Besides, this approach unveils possibilities to achieve a PUE value of less than 1 when measured in dollars. It becomes possible, for instance, when we use waste heat for water heating and sell it further on to the nearby cities. Noteworthy examples, such as Google's data center in the USA and Yandex's facility in Finland, demonstrate the viability of such practices, particularly in regions characterized by high energy costs.

Efficiency vs. Reliability

Concerns about reducing costs and increasing efficiency often raise questions about potential negative impacts on reliability. However, I would like to emphasize that in free cooling the pursuit of efficiency does not compromise reliability. Instead, its technological side effects can even enhance efficiency. For example, as we have already discussed, redirecting excess heat to heat pumps for additional benefits, such as generating hot water for nearby cities, becomes a financially advantageous practice without sacrificing reliability.

Future of Free Cooling

Despite all the advantages free cooling offers, the data center industry is still driven by a conservative approach and demands proven reliability, with a tendency to resist innovative solutions.
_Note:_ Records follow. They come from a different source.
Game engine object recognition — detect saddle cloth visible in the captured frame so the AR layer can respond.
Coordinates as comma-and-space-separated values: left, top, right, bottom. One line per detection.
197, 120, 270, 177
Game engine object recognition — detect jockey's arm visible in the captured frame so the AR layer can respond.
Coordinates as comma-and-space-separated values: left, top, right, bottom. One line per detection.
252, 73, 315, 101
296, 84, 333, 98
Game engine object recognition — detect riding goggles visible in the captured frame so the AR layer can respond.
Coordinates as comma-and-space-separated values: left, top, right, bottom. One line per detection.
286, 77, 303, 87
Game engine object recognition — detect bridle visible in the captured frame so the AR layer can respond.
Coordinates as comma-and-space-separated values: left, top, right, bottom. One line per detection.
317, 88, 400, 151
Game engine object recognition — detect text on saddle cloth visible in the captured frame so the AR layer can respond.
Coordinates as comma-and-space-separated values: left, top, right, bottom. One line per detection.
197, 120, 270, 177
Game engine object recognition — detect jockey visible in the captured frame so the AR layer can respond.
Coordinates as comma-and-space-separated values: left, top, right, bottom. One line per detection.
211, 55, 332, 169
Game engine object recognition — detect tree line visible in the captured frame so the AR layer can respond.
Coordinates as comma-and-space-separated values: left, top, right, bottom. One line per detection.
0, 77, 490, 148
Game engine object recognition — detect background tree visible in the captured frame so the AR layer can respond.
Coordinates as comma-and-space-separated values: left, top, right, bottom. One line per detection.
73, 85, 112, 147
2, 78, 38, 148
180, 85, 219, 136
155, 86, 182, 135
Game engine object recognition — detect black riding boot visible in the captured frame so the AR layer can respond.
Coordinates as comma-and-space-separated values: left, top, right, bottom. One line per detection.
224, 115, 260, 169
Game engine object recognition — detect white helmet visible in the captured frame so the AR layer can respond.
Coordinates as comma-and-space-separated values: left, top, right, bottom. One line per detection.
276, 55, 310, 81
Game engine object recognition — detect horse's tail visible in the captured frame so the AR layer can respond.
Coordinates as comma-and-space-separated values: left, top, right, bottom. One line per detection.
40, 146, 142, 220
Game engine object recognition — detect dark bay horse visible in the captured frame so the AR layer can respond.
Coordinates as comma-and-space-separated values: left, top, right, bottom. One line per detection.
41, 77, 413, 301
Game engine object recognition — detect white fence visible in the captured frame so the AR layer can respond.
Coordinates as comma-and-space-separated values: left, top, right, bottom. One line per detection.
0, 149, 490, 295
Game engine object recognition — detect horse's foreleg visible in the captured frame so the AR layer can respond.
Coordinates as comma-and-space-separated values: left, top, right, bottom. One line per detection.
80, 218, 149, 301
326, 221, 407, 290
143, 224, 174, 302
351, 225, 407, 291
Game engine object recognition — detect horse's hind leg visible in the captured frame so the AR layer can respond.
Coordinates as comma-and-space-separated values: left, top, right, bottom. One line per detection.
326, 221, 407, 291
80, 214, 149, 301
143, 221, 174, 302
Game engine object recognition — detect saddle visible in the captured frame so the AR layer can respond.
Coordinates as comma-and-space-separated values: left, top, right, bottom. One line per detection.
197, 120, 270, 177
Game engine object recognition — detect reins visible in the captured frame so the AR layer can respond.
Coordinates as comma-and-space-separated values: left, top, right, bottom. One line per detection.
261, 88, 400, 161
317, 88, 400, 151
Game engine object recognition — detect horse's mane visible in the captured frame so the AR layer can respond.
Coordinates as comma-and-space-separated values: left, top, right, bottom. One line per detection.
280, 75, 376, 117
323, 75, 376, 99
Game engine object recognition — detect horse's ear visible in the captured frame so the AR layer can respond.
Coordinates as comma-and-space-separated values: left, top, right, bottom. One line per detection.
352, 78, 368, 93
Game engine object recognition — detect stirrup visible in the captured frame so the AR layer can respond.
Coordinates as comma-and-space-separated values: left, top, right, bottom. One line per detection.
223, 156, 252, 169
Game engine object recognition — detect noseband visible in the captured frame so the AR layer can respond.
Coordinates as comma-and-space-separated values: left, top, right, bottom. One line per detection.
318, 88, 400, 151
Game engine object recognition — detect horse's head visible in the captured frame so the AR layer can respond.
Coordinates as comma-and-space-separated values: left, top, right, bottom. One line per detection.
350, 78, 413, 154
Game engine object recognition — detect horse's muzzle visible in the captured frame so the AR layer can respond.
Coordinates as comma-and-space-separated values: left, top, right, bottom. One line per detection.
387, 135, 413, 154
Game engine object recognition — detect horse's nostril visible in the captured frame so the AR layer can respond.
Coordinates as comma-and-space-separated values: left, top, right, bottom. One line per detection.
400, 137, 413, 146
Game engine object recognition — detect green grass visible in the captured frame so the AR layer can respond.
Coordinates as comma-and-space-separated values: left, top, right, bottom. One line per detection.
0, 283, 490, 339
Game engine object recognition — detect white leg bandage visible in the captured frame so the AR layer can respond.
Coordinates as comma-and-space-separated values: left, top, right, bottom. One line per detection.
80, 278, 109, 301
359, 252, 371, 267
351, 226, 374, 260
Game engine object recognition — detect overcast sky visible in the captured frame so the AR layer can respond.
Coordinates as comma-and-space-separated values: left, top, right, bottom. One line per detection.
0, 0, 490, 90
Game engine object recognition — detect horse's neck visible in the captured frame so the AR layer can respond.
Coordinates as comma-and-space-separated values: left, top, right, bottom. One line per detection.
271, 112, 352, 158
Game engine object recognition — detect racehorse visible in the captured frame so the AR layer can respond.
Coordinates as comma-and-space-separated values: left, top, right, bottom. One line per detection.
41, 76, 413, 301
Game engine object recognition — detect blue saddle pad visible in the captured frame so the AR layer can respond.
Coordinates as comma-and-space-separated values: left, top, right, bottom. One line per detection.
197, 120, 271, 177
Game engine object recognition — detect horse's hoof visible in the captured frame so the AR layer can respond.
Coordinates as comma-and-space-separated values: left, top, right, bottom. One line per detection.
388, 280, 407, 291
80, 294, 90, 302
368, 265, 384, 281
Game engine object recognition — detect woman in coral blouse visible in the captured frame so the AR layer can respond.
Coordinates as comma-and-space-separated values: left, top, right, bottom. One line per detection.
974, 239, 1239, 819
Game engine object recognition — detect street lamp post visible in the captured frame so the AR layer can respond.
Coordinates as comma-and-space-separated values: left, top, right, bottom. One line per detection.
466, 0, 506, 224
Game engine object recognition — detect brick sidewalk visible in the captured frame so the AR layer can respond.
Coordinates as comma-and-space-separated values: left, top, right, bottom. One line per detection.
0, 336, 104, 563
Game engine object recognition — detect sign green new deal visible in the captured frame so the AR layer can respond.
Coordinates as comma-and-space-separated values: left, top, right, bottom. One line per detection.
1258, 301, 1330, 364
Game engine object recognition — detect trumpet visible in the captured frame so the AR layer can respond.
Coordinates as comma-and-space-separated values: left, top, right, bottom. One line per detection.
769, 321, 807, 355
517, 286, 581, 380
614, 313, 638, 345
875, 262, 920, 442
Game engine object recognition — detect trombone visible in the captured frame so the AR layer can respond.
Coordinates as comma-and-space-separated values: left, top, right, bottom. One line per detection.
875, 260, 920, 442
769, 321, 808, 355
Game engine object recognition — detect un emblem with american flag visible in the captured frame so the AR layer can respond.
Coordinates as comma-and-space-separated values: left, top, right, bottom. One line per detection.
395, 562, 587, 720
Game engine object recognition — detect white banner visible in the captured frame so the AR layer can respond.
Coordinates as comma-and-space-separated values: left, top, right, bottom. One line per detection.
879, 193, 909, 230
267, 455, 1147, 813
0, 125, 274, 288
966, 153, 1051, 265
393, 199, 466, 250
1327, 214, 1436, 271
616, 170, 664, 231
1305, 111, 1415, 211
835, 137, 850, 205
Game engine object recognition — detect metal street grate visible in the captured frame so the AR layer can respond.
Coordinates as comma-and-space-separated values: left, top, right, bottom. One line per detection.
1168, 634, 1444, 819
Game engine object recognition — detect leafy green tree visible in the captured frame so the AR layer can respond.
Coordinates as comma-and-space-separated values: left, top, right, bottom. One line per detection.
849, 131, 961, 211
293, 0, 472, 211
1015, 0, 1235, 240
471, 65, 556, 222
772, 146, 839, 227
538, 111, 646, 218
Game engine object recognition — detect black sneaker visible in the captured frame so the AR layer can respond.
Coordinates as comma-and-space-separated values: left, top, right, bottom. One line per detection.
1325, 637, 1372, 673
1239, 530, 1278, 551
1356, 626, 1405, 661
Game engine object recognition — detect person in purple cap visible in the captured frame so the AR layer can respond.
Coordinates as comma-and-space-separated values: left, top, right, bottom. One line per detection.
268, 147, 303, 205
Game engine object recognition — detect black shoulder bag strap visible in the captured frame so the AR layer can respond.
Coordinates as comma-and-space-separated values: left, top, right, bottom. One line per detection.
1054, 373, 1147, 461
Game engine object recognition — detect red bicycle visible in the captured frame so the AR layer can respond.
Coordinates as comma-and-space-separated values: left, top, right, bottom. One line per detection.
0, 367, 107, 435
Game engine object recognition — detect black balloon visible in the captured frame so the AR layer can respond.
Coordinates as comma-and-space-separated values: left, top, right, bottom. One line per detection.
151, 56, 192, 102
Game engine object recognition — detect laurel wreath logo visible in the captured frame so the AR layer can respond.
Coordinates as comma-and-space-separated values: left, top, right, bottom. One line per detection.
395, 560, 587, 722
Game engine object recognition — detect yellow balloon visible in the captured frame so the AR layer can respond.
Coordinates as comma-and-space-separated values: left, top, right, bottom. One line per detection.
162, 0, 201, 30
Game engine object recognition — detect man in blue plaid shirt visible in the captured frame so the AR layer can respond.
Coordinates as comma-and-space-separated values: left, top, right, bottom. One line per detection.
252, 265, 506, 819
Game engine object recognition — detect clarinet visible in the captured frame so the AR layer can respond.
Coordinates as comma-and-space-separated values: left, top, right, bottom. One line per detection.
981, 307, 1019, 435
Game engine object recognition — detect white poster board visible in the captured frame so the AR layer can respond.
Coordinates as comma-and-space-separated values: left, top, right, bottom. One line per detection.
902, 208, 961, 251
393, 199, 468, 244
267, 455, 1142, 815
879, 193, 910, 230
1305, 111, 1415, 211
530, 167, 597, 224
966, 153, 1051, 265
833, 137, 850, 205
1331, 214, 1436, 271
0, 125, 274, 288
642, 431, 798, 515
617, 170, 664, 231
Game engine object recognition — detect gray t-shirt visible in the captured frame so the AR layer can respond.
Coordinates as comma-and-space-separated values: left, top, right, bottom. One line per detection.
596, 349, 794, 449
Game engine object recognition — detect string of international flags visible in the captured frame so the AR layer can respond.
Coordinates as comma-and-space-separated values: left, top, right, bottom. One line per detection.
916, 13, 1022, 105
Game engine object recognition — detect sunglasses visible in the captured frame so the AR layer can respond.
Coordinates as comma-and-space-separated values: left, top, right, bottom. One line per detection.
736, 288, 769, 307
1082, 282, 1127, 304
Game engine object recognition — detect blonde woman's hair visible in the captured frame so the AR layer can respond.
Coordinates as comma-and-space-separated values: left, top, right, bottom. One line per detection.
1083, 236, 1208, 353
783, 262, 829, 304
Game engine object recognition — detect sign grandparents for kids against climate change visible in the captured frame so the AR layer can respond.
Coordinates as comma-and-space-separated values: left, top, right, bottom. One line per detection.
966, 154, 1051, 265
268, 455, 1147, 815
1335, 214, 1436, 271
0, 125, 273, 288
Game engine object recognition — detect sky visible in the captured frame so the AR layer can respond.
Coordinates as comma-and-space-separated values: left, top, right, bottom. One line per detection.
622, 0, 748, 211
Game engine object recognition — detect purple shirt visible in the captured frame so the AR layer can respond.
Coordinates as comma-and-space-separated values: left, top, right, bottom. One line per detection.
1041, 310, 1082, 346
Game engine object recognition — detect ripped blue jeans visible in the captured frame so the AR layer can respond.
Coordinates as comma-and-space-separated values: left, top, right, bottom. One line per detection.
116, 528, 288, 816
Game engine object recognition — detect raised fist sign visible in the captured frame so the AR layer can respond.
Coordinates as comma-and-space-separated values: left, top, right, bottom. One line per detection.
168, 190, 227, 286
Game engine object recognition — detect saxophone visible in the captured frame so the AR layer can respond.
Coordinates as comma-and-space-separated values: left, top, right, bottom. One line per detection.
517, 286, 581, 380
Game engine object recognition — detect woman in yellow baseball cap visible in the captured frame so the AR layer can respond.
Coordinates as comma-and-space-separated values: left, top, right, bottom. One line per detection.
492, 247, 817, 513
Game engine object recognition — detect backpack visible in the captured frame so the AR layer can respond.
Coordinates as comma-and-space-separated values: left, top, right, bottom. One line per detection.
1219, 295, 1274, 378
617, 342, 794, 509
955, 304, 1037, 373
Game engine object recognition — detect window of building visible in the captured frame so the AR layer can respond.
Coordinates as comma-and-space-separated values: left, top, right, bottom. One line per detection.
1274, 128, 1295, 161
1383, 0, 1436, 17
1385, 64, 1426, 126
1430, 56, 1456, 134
The reliance on certifications from bodies like the Uptime Institute for marketing poses another hurdle for free cooling solutions, lacking an established certification, leading commercial providers to view them with skepticism.

Yet, there is a trend among corporate hyper-scalers to adopt free cooling as the main solution for their DCs. With a growing number of companies acknowledging the cost-effectiveness and operational benefits of this technology, we expect that more corporate-free cooling data centers will appear in the next 10-20 years.